The Maple books make a great writing prompt for the classroom. After you read the books aloud, here are a few ways to use this heart-filled trio of picture books with your students:
1) Which of the three books in the Maple series is your favorite? Why?
2) Maple and Willow are both named after trees. What if you had to pick a name for yourself that is the name of a tree, flower, bird, or rock? What name would you pick? Why?
3) In Maple and Willow Together, Maple and Willow have a huge fight that starts over something silly—whether to keep their dandelions or blow the seeds. Write about a time you had a fight with a friend or family member over something silly. How did you work things out in the end?

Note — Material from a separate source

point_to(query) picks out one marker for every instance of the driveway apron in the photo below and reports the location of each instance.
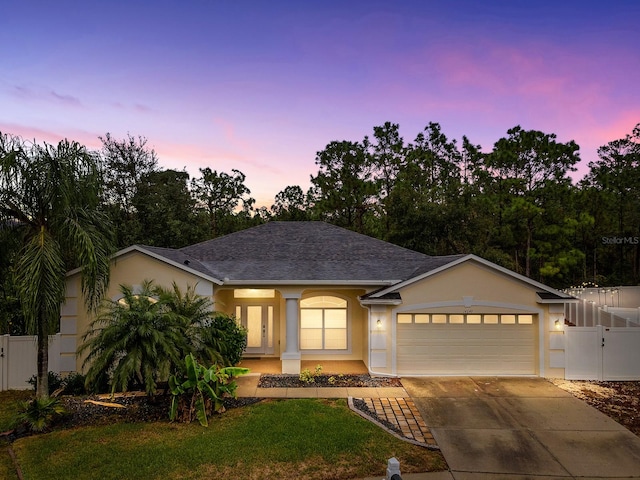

4) In Maple and Willow Apart, Maple and Willow figure out a way to stay connected even when Maple is at school and Willow is at home: Maple carries an acorn from Willow with her to school. Think about someone you love who lives in a different city or state—a grandparent, a cousin, or maybe a friend who has moved away. How do you stay connected to this person when you can’t be in the same place?
The Maple books are about sisters, but they resonate with every reader, whether the child has a sister or not. This is because these books touch on essential truths of every relationship, showing how our important relationships grow and change over time, that there are always bumps along the way, and that we can find ways to stay close to people we love even when we can’t be with them all the time.